Advantage of using combined models
The combination of Pen and D-Asp for development of a RR model increased the overall accuracy (training set CV: MAE 8.55 years, RMSE 10.18 years, test set: MAE 7.16 years, RMSE 9.16 years). The usefulness of this approach has already been demonstrated by combining the D-Asp and Pen content for age prediction in dentine obtaining a decrease in MAEs from 2.93 (D-Asp) and 3.41 years (Pen) to 2.68 years (combined) [12], observing the same effect for more complex tissues such as intervertebral discs and epiglottis [33]. Considering the single-molecular clock models, the accuracy (evaluated as MAE/RMSE) of the DNAm-based model was superior to that of the protein-based age prediction in total protein samples. Combining the DNAm with either D-Asp, Pen, or D-Asp and Pen did not show an improvement in overall accuracy considering individuals without signs of decomposition. Nevertheless, this does not exclude an improvement in single cases as the MAE and RMSE evaluate the model performance based on all test data results. Therefore, the conclusion that isolated DNAm would always be sufficient in specific individual cases could be too short-sighted. The inclusion of the protein levels (as well as the inclusion of DNAm in protein models) might be useful in order to outbalance influences like lifestyle, health status, and numerous diseases [14, 31, 32]. Further research is needed to investigate the not yet well understood impact of these different factors on chronological age prediction models to define guidelines for in which cases a combination might be (dis) advantageous.

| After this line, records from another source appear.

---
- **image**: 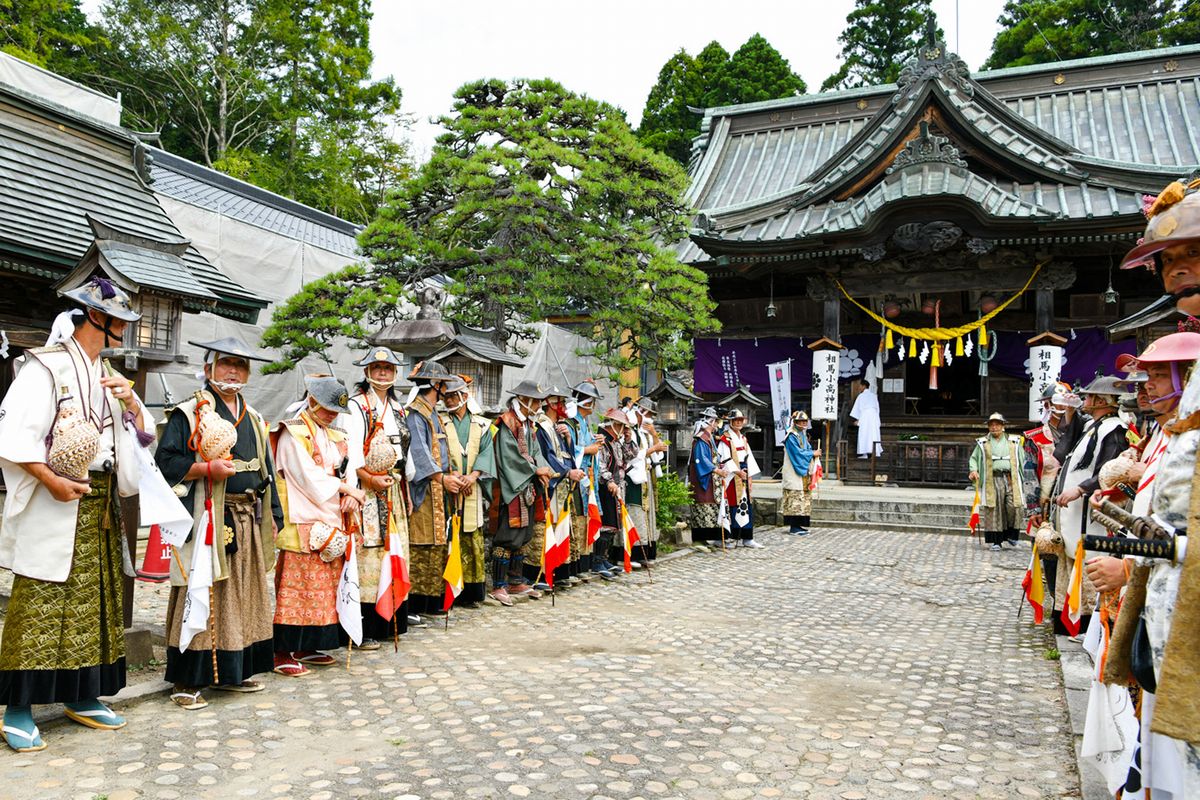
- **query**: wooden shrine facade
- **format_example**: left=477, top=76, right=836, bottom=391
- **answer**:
left=678, top=36, right=1200, bottom=472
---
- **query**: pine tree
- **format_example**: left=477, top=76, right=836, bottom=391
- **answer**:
left=821, top=0, right=942, bottom=91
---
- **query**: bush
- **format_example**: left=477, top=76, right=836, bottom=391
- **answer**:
left=654, top=473, right=691, bottom=530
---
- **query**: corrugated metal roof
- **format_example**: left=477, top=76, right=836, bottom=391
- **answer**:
left=151, top=150, right=361, bottom=255
left=96, top=240, right=217, bottom=300
left=0, top=88, right=266, bottom=317
left=1006, top=79, right=1200, bottom=167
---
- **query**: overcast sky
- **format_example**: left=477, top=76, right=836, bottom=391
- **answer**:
left=371, top=0, right=1004, bottom=158
left=83, top=0, right=1004, bottom=161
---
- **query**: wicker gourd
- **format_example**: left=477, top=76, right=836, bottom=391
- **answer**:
left=308, top=522, right=350, bottom=561
left=1097, top=455, right=1146, bottom=489
left=1033, top=522, right=1067, bottom=557
left=362, top=433, right=396, bottom=475
left=197, top=408, right=238, bottom=461
left=46, top=395, right=100, bottom=481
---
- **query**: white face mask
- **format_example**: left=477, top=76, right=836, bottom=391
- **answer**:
left=209, top=380, right=246, bottom=395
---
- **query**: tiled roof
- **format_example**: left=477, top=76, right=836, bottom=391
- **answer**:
left=96, top=240, right=217, bottom=301
left=697, top=163, right=1141, bottom=242
left=676, top=46, right=1200, bottom=256
left=0, top=77, right=266, bottom=317
left=151, top=150, right=361, bottom=255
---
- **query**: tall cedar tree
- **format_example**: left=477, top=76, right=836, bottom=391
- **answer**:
left=89, top=0, right=408, bottom=223
left=265, top=80, right=718, bottom=375
left=637, top=34, right=806, bottom=164
left=710, top=34, right=808, bottom=104
left=637, top=49, right=704, bottom=164
left=983, top=0, right=1200, bottom=70
left=821, top=0, right=941, bottom=91
left=0, top=0, right=102, bottom=78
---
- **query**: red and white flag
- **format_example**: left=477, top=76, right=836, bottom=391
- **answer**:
left=588, top=481, right=601, bottom=547
left=541, top=498, right=571, bottom=589
left=620, top=503, right=640, bottom=572
left=179, top=498, right=212, bottom=650
left=337, top=531, right=362, bottom=644
left=376, top=534, right=413, bottom=621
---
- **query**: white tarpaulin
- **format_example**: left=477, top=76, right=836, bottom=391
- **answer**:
left=500, top=323, right=618, bottom=411
left=146, top=194, right=362, bottom=420
left=767, top=359, right=792, bottom=447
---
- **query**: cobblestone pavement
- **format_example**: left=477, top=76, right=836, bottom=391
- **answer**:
left=0, top=530, right=1079, bottom=800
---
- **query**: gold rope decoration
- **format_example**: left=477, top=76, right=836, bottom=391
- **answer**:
left=834, top=259, right=1050, bottom=340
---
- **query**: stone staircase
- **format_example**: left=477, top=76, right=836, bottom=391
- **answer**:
left=755, top=481, right=974, bottom=535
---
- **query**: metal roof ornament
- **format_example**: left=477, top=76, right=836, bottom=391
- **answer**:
left=892, top=16, right=974, bottom=103
left=887, top=120, right=967, bottom=175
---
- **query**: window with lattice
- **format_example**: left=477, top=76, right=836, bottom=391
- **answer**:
left=442, top=355, right=503, bottom=405
left=126, top=295, right=182, bottom=354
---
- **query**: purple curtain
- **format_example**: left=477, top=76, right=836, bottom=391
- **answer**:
left=695, top=333, right=880, bottom=395
left=989, top=327, right=1138, bottom=385
left=695, top=327, right=1136, bottom=395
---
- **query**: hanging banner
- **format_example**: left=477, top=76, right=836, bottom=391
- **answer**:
left=812, top=350, right=841, bottom=420
left=767, top=359, right=792, bottom=447
left=1030, top=344, right=1062, bottom=422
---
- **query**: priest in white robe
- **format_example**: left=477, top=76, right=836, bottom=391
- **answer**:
left=850, top=379, right=883, bottom=458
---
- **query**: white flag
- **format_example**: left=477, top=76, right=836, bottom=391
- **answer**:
left=179, top=511, right=212, bottom=650
left=767, top=359, right=792, bottom=447
left=131, top=432, right=192, bottom=547
left=337, top=534, right=362, bottom=644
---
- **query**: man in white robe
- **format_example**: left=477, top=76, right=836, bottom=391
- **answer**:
left=850, top=379, right=883, bottom=458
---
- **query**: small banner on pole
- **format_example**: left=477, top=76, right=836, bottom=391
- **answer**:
left=767, top=359, right=792, bottom=447
left=1030, top=344, right=1062, bottom=422
left=812, top=350, right=840, bottom=420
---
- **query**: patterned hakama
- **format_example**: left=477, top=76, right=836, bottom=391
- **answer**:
left=167, top=495, right=275, bottom=687
left=0, top=473, right=125, bottom=705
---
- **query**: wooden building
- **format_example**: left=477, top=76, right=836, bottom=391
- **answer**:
left=678, top=35, right=1200, bottom=483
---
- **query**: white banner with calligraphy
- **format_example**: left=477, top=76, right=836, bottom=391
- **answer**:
left=1030, top=344, right=1062, bottom=422
left=767, top=359, right=792, bottom=447
left=812, top=350, right=841, bottom=420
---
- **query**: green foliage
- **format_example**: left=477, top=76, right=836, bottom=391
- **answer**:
left=714, top=34, right=808, bottom=104
left=637, top=34, right=805, bottom=164
left=654, top=473, right=691, bottom=534
left=263, top=264, right=403, bottom=374
left=0, top=0, right=102, bottom=72
left=983, top=0, right=1200, bottom=70
left=821, top=0, right=942, bottom=91
left=319, top=79, right=718, bottom=383
left=81, top=0, right=409, bottom=222
left=637, top=44, right=700, bottom=164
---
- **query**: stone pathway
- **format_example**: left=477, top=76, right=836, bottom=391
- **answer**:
left=0, top=530, right=1079, bottom=800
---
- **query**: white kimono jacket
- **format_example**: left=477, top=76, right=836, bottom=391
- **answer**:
left=0, top=339, right=154, bottom=583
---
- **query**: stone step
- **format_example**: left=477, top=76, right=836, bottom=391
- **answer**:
left=812, top=517, right=971, bottom=536
left=812, top=506, right=971, bottom=525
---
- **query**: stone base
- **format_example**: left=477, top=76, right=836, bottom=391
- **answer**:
left=125, top=626, right=154, bottom=666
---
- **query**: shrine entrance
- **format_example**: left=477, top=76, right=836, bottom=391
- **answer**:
left=904, top=356, right=983, bottom=417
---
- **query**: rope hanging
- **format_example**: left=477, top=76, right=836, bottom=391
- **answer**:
left=834, top=260, right=1049, bottom=340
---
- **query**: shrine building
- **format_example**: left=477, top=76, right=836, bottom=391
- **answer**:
left=678, top=36, right=1200, bottom=483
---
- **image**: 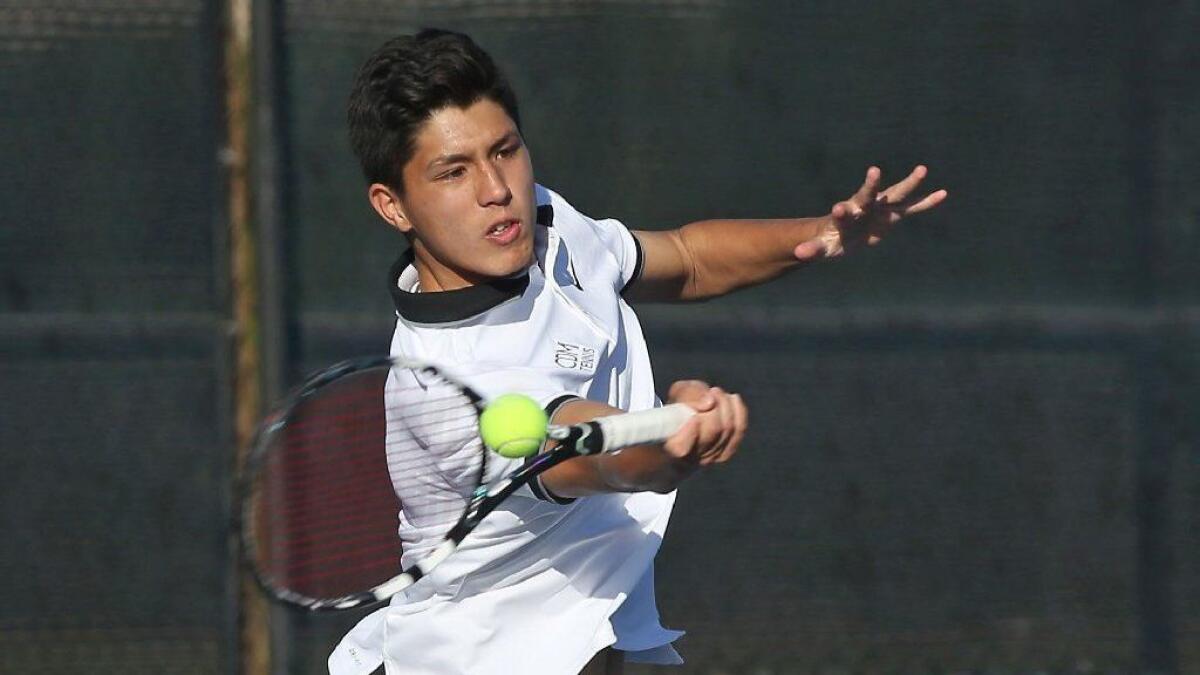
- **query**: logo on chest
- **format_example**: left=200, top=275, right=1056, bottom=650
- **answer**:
left=554, top=340, right=596, bottom=372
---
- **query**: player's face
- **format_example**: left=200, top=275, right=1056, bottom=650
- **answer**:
left=372, top=98, right=536, bottom=291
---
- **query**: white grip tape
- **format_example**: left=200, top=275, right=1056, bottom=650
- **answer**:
left=596, top=404, right=696, bottom=452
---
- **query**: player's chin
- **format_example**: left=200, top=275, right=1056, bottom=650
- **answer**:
left=487, top=241, right=533, bottom=279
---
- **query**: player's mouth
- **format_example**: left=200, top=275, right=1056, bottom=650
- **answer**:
left=484, top=219, right=521, bottom=246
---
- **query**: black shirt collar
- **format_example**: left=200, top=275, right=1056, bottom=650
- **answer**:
left=388, top=204, right=554, bottom=323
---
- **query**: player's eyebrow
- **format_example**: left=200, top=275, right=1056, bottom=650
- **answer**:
left=428, top=131, right=520, bottom=168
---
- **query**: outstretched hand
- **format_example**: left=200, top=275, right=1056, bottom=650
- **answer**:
left=796, top=166, right=947, bottom=261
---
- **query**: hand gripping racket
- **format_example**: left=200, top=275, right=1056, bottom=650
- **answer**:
left=236, top=357, right=692, bottom=611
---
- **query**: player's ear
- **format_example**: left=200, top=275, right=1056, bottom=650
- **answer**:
left=367, top=183, right=413, bottom=234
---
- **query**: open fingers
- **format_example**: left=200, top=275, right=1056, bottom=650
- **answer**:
left=850, top=167, right=882, bottom=208
left=880, top=165, right=929, bottom=204
left=900, top=190, right=948, bottom=216
left=662, top=413, right=708, bottom=459
left=713, top=394, right=750, bottom=464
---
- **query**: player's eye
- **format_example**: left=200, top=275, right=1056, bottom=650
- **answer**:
left=497, top=143, right=521, bottom=160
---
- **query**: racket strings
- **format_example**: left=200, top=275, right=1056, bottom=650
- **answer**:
left=250, top=368, right=485, bottom=598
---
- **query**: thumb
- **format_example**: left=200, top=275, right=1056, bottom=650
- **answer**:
left=686, top=393, right=716, bottom=412
left=662, top=416, right=700, bottom=458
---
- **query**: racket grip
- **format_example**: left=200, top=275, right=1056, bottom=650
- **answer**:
left=595, top=404, right=696, bottom=453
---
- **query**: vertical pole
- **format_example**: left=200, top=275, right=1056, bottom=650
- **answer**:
left=250, top=0, right=296, bottom=675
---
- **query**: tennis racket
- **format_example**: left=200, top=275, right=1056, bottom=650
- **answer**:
left=236, top=357, right=692, bottom=611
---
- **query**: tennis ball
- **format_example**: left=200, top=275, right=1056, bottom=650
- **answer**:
left=479, top=394, right=550, bottom=459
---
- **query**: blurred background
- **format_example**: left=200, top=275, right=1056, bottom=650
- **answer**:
left=0, top=0, right=1200, bottom=675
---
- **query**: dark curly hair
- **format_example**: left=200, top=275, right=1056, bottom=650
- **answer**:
left=347, top=29, right=521, bottom=193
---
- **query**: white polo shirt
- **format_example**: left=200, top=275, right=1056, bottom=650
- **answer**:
left=329, top=186, right=682, bottom=675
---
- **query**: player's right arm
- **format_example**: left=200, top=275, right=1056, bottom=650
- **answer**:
left=541, top=380, right=748, bottom=497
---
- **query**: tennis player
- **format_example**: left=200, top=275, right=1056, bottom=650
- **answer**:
left=329, top=30, right=947, bottom=675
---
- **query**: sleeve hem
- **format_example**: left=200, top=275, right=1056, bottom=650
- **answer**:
left=620, top=228, right=646, bottom=295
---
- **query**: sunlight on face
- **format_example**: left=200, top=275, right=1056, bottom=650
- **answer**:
left=395, top=98, right=536, bottom=291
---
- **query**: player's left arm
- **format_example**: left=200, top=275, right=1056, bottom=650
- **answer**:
left=628, top=166, right=947, bottom=301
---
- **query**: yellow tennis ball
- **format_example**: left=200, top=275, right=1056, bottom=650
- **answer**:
left=479, top=394, right=550, bottom=458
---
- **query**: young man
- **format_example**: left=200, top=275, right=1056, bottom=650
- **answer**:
left=329, top=31, right=946, bottom=675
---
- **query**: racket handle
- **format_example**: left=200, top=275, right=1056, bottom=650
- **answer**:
left=595, top=404, right=696, bottom=453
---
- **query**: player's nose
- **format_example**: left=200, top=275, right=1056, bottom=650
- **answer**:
left=476, top=163, right=512, bottom=207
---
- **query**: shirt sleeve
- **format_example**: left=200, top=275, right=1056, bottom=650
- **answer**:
left=594, top=219, right=646, bottom=293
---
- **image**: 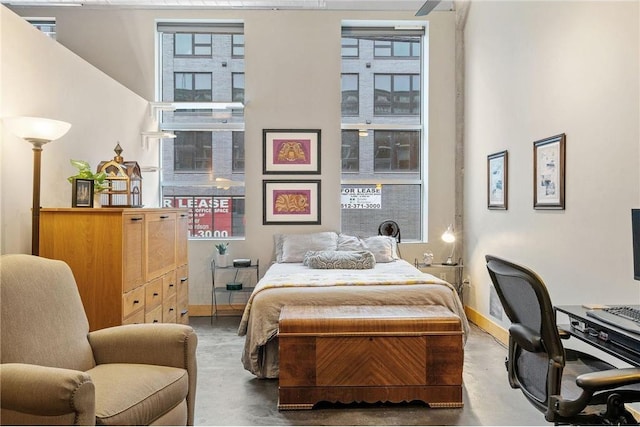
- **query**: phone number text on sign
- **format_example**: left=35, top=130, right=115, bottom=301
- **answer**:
left=340, top=187, right=382, bottom=209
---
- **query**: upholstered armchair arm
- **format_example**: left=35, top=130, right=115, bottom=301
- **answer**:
left=0, top=363, right=96, bottom=425
left=89, top=323, right=198, bottom=370
left=89, top=323, right=198, bottom=425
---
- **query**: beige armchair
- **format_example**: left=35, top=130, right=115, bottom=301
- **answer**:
left=0, top=254, right=198, bottom=425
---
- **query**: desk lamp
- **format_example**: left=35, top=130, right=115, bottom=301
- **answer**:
left=442, top=224, right=458, bottom=265
left=3, top=117, right=71, bottom=255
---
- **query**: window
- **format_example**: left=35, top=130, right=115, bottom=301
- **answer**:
left=342, top=74, right=360, bottom=116
left=173, top=131, right=213, bottom=172
left=341, top=23, right=426, bottom=241
left=173, top=73, right=213, bottom=102
left=174, top=33, right=211, bottom=56
left=342, top=37, right=360, bottom=58
left=27, top=18, right=56, bottom=40
left=157, top=22, right=245, bottom=239
left=373, top=74, right=421, bottom=116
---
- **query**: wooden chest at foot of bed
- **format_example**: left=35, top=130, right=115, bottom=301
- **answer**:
left=278, top=305, right=464, bottom=410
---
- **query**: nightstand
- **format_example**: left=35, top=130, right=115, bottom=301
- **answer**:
left=414, top=260, right=464, bottom=305
left=211, top=257, right=260, bottom=322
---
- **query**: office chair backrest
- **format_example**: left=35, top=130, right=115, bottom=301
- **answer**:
left=485, top=255, right=565, bottom=412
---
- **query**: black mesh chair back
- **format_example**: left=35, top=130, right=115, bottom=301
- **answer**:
left=378, top=219, right=400, bottom=243
left=485, top=255, right=640, bottom=425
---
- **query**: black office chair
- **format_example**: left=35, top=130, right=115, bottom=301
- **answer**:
left=378, top=219, right=400, bottom=243
left=485, top=255, right=640, bottom=425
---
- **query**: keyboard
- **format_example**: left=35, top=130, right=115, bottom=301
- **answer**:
left=587, top=306, right=640, bottom=335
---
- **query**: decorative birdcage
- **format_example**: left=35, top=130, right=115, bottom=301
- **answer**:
left=98, top=143, right=142, bottom=208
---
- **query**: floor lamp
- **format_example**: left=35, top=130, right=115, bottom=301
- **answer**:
left=3, top=117, right=71, bottom=255
left=442, top=225, right=458, bottom=265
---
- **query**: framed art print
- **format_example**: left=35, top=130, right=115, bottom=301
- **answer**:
left=533, top=133, right=566, bottom=209
left=71, top=178, right=93, bottom=208
left=262, top=180, right=320, bottom=225
left=487, top=150, right=508, bottom=210
left=262, top=129, right=320, bottom=174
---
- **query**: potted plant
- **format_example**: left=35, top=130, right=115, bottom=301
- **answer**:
left=215, top=242, right=229, bottom=267
left=67, top=159, right=109, bottom=194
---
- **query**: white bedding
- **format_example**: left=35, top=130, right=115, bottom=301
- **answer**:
left=238, top=260, right=469, bottom=378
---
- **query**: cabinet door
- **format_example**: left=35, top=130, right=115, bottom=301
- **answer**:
left=122, top=214, right=145, bottom=292
left=145, top=211, right=176, bottom=280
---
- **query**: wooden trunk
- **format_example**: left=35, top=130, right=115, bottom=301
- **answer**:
left=278, top=306, right=464, bottom=410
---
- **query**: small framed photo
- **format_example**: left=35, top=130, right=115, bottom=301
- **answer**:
left=262, top=180, right=320, bottom=225
left=533, top=133, right=566, bottom=209
left=71, top=178, right=93, bottom=208
left=262, top=129, right=320, bottom=174
left=487, top=150, right=508, bottom=210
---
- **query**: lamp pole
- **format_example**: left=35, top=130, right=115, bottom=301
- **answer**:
left=25, top=138, right=50, bottom=255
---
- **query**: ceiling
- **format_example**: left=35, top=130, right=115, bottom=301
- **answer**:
left=0, top=0, right=453, bottom=12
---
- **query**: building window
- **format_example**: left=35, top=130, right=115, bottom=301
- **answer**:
left=373, top=74, right=422, bottom=116
left=173, top=73, right=212, bottom=102
left=341, top=22, right=427, bottom=241
left=373, top=40, right=421, bottom=59
left=231, top=34, right=244, bottom=58
left=174, top=33, right=211, bottom=56
left=342, top=37, right=360, bottom=58
left=342, top=130, right=360, bottom=173
left=157, top=21, right=245, bottom=239
left=27, top=18, right=56, bottom=40
left=173, top=131, right=212, bottom=172
left=342, top=74, right=360, bottom=116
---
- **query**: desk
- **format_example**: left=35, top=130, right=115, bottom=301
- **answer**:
left=555, top=305, right=640, bottom=366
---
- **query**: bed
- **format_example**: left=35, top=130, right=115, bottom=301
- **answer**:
left=238, top=232, right=469, bottom=378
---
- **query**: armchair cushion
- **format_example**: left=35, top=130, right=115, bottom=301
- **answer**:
left=87, top=363, right=189, bottom=425
left=0, top=363, right=95, bottom=425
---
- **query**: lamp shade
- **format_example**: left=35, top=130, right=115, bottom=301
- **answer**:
left=2, top=117, right=71, bottom=142
left=442, top=225, right=456, bottom=243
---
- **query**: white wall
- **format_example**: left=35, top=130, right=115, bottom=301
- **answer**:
left=464, top=1, right=640, bottom=324
left=2, top=7, right=456, bottom=305
left=0, top=6, right=157, bottom=254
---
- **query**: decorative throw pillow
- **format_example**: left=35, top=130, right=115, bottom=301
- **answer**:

Impact of post-mortem changes on age prediction
In a next step, we examined samples with early to severe signs of decomposition and the effect on the prediction accuracies. In our study, all three molecular clocks were successfully analyzed. However, with even longer postmortem intervals, reliable and accurate DNAm may be difficult. Bone proteins may be quite well preserved for a long time [55,56,57]. Nevertheless, postmortem degradation of proteins that change the overall composition of total bone samples may be a problem, if total bone samples (and not defined, purified proteins) are analyzed. In dentine, Pen could be stable over very long PMIs up to thousands of years (at least in dentine), which would enable a wide application range of age estimation based on this parameter also in the anthropological-archaeological context [58]. It remains to be clarified whether this also applies to bones.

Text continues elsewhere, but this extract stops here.